But sometimes, less is more. In stock investing, a short-term trade can make you money. In the bond world, shorter-term bonds can mean less risk. And these days, with interest rates likely to rise, reducing risk in your bond portfolio may be more important than ever.
Short term bonds can fare better in higher interest rate environments. Why? In general, when interest rates go up across the curve, bond prices go down. But here’s the key—short term bond prices go down less.

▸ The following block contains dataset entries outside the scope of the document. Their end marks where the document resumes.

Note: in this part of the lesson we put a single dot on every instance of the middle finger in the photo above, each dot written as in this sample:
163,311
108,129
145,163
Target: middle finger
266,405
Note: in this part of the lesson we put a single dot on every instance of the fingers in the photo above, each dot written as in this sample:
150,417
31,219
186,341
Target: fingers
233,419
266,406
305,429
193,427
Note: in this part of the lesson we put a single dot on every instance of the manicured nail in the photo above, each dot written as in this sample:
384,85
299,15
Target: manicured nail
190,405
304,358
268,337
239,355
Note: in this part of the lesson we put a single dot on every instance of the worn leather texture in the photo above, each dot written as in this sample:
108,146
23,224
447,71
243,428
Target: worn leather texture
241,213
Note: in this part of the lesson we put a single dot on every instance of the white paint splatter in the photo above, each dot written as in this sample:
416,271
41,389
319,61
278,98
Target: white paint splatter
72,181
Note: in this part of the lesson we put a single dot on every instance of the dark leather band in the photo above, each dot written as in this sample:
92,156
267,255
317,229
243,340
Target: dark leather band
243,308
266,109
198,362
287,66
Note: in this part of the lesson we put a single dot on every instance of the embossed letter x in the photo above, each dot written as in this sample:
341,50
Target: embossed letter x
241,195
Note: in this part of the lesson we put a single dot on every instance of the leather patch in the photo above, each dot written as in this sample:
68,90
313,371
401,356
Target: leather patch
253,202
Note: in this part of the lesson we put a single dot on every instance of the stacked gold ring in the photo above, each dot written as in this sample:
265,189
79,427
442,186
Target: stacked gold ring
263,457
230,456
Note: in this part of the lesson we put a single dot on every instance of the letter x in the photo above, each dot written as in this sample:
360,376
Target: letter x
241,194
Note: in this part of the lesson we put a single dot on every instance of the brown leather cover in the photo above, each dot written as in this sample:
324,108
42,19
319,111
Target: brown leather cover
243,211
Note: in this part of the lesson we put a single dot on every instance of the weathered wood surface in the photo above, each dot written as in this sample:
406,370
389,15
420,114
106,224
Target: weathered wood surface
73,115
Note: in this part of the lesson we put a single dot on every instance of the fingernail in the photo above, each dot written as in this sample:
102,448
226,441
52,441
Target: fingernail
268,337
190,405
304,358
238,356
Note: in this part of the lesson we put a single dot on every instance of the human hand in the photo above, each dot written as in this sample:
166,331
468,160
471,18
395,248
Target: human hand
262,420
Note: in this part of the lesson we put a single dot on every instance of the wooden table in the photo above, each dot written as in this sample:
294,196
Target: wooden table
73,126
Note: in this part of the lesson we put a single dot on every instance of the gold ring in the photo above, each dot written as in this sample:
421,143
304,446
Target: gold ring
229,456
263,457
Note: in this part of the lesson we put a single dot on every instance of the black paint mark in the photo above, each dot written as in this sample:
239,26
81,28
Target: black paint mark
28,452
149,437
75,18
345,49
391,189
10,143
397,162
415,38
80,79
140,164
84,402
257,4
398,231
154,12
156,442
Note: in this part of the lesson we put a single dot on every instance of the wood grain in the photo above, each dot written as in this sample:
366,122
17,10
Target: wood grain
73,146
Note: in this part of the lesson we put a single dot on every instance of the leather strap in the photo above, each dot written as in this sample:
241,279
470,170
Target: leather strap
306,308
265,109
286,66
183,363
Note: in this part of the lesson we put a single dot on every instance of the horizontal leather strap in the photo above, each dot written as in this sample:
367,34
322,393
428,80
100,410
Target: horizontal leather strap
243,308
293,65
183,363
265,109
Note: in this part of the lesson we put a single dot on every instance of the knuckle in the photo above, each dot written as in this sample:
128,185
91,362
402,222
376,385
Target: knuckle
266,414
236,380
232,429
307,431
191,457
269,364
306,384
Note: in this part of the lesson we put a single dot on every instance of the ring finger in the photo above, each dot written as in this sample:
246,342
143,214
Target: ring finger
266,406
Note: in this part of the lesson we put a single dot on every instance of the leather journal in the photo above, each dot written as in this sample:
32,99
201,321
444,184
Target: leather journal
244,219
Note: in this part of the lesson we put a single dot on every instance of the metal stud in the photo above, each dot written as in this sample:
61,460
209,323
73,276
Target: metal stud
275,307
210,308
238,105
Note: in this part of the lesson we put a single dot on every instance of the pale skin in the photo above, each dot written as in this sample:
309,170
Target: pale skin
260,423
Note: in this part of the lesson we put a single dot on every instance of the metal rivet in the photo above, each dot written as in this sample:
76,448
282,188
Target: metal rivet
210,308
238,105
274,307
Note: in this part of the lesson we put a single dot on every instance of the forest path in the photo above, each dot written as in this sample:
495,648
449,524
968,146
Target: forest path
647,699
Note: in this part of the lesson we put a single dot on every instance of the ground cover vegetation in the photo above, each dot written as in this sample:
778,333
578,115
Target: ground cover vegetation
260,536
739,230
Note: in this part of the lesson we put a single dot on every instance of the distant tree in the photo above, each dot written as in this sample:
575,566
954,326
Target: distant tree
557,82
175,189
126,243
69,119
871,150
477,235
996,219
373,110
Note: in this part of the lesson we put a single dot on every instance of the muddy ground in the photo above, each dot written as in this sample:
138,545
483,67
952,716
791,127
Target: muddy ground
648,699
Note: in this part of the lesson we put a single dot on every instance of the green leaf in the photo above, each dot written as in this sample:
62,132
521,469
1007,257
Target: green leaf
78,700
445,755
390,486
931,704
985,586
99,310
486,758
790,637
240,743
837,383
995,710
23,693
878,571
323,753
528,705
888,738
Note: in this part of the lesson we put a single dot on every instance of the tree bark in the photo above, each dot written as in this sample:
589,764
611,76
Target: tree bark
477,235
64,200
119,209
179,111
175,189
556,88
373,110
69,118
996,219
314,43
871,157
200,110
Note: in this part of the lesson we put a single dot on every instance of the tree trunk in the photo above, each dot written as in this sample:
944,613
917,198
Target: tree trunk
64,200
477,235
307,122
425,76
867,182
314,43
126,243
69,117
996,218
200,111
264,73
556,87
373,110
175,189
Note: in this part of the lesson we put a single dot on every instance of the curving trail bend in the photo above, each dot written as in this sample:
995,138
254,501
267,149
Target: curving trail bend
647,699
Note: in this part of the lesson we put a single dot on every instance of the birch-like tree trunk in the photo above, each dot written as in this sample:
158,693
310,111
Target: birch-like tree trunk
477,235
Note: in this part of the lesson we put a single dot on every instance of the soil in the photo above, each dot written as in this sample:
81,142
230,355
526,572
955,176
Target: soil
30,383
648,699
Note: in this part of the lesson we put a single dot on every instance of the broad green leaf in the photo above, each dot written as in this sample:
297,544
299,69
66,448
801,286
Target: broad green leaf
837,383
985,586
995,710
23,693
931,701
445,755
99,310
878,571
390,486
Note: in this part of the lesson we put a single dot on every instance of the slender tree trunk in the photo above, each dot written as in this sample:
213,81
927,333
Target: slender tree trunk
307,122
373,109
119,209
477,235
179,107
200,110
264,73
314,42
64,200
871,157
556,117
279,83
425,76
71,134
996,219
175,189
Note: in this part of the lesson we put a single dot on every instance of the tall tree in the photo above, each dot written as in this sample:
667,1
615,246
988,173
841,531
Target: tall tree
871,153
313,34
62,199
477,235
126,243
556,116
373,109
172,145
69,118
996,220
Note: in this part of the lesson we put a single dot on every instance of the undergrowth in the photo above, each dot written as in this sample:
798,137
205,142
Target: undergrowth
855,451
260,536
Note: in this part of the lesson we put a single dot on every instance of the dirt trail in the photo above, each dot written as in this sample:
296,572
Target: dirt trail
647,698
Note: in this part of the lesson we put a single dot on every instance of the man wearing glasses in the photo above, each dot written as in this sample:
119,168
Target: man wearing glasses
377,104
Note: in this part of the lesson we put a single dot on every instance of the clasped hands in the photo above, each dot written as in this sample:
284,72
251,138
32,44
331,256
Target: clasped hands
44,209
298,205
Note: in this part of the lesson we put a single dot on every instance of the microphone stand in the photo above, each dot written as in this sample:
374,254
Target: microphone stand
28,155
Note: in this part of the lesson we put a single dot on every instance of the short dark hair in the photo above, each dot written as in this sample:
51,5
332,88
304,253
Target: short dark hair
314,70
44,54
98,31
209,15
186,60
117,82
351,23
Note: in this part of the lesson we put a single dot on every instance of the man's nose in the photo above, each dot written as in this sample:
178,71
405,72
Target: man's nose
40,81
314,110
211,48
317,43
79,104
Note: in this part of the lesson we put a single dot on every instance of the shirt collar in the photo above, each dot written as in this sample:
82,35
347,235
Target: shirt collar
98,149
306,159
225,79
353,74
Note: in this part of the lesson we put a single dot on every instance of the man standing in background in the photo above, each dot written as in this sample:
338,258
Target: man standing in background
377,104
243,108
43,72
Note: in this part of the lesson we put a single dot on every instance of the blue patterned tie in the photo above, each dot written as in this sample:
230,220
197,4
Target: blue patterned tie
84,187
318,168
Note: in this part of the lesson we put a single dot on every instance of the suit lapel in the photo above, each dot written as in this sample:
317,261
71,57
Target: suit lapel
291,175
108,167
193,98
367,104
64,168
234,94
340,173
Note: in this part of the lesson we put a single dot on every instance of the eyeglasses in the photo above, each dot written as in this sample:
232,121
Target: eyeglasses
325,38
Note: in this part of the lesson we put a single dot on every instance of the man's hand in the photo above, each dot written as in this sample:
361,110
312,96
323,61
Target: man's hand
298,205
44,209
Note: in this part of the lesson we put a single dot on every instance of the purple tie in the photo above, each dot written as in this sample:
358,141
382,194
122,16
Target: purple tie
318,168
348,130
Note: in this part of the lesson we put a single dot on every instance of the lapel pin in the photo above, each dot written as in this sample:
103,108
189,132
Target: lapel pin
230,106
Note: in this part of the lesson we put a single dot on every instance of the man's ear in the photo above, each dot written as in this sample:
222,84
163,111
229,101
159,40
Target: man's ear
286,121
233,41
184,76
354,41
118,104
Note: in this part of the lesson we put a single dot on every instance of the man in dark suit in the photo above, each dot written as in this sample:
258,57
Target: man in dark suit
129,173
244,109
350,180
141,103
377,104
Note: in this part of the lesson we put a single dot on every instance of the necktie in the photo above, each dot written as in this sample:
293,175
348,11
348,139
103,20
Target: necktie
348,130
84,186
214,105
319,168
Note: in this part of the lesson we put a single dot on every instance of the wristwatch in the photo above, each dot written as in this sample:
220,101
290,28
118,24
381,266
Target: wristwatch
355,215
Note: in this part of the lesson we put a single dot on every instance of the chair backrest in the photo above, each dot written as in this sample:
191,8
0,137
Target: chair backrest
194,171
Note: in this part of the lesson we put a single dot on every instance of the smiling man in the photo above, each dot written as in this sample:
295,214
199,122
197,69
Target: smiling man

Think of it this way. If you own a long term bond, and interest rates rise, if you sell that bond before maturity, you’ll get less than what you paid for it. If you own a short term bond and interest rates rise, the price will not be affected as drastically as with a long term bond because interest rates are less likely to fluctuate drastically in the short term. My colleague Matt Tucker explains this further in a Blog post on duration.
With interest rates on the rise, investors need to consider the impact on their bond portfolio. Bond portfolios that have lots of long-term bonds may be at risk of serious losses. And investors sitting on cash may feel like they have nowhere to go, stuck between getting back into a nasty bond market or a volatile stock market.
So what’s an investor to do?
If you have a bond portfolio that’s heavy with long-term bonds, you can potentially reduce your interest rate risk by rebalancing your portfolio to increase exposure to short-term bond ETFs.